Adelaide Literary Magazine


ADELAIDE Independent Monthly Literary Magazine / Revista Literária Independente Mensal, New York / Lisboa, Online Edition  









by Teresa Lynn Hasan-Kerr 





“And he sayed: heare my wordes. Yf there be a prophet of the Lordes amonge you I will shewe my selfe vnto him in a vision and will speake vnto him in a dreame:”
-Numbers 12:6 (Tyndale)

When I was seventeen, I gave up religion and soon after a tornado season began.  There were tornados weekly, with several in the same weekend.  It was like nothing I experienced before.  There was a tornado that was so great it bore two other tornados.  The sky rained with what couldn’t be fury, but hail.  Lightning crashed from what couldn’t be heaven.  Every storm, my believing parents praised God vehemently, believing that He was speaking through the violence of nature.

They’d turn up the weather channel to hear all of the warnings.  From my room, I was not able to ignore the weatherperson booming that the closest tornado was roaring down the street where my best friend’s uncle lived.  Crash!

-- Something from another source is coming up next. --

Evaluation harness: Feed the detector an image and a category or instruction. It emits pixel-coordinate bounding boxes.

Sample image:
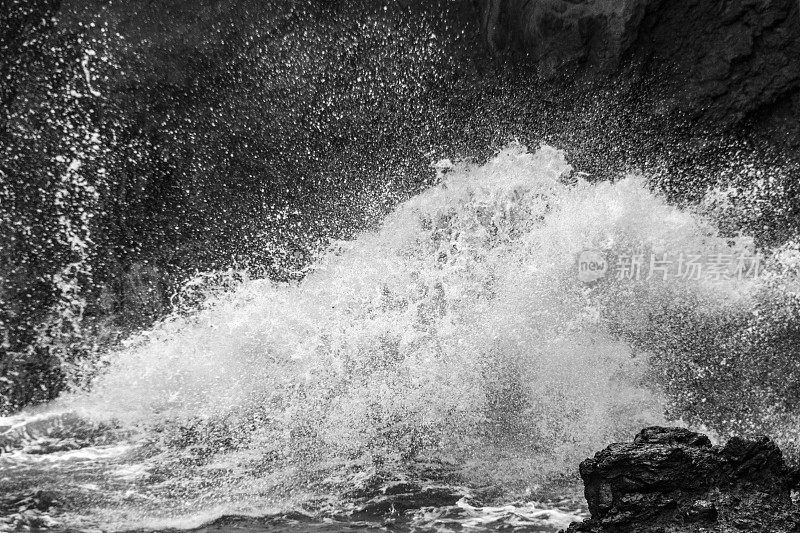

“God be praised, God be praised, God be praised,” my father never said it once.  My newfound agnosticism made me feel unprotected.  I wanted calm.  But to ask my father that the news be silenced meant that I was asking him to silence God’s praise.  The warnings would then be turned up even louder.

My father moved us to the tornado-prone, Bible Beltway in the south unexpectedly.  He was due to retire from the Navy so we were going to move, one last time, to settle into a more stable life.  My dad, mom, sister and I had been living in Japan for about four years, but we all agreed to settle in Italy.  This option was on a list of places we could choose from.  Last minute, my father called a family meeting to say that God wanted him to start a nondenominational church in Millington, Tennessee, which was also on the list.  In the meeting, he told us that God’s plan is greater than our own.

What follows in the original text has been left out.